Он, по-видимому, уже собрался что-то предпринять, как вдруг из подворотни напротив вынырнул какой-то странный тип в кожаном пиджаке и шустро направился к заведению, расталкивая на ходу встречных прохожих. Как нож масло, он рассек скопление желающих попасть в ресторан и стал энергично тарабанить в двери. Верховцев с интересом стал рассматривать невесть откуда появившегося возмутителя спокойствия. Тот был невысокого роста, даже, пожалуй, низкого, что-то под метр шестьдесят, на вид лет пятьдесят с хвостиком. На крупной голове самыми приметными были перебитый мясистый нос, слегка оттопыренные уши и огненно-рыжий ежик коротко стриженных волос. При всей видимой агрессивности действий, лицо у нетерпеливого клиента было совсем не злое и своим выражением и некоторыми чертами, кого-то очень напоминало Верховцеву, только он никак не мог вспомнить, кого.
Казалось, что Джексон читал его мысли:
— Не мучайся, когда я скажу, какая у него кличка, ты сразу все поймешь.
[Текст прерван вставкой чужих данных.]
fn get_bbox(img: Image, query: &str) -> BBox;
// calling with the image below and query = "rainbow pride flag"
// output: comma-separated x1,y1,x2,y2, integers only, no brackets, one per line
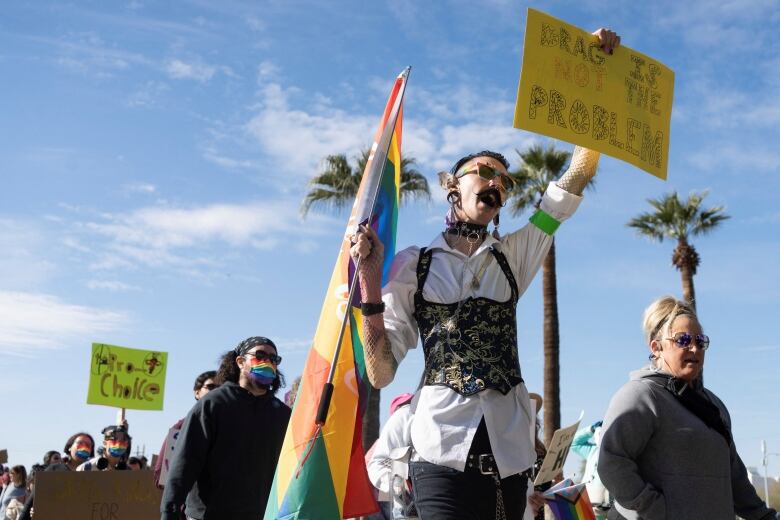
264,68,409,520
543,478,596,520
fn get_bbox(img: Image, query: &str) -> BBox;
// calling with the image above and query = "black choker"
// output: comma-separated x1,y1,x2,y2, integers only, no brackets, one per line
445,220,487,238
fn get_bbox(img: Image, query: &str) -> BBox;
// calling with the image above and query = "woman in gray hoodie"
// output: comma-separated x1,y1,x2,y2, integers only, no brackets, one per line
598,296,777,520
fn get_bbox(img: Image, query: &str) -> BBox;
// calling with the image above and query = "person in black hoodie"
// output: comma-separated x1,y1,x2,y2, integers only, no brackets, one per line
160,336,290,520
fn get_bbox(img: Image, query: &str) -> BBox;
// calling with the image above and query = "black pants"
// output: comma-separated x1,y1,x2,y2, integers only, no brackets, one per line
409,419,528,520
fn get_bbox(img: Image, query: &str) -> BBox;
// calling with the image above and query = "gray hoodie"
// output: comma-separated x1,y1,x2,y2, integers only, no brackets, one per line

А кликуха у него — Бельмондо.
И действительно, физиономия этого плотно сбитого крепыша имела весьма уловимое сходство с ликом знаменитого француза. Правда, если настоящий Бельмондо являл собой эталон элегантности, шарма и мужского достоинства, то этот субъект своими повадками и мимикой больше напоминал другого не менее известного француза актера-комика Луи де Фюнеса. Верховцев не мог сдержать улыбки.
Дверь по-прежнему не открывалась, местный Бельмондо уже разозлился не на шутку и стал лупить по ней ногами. Табличка за стеклом наконец отодвинулась, и в амбразуру выглянула заплывшая шайба швейцара.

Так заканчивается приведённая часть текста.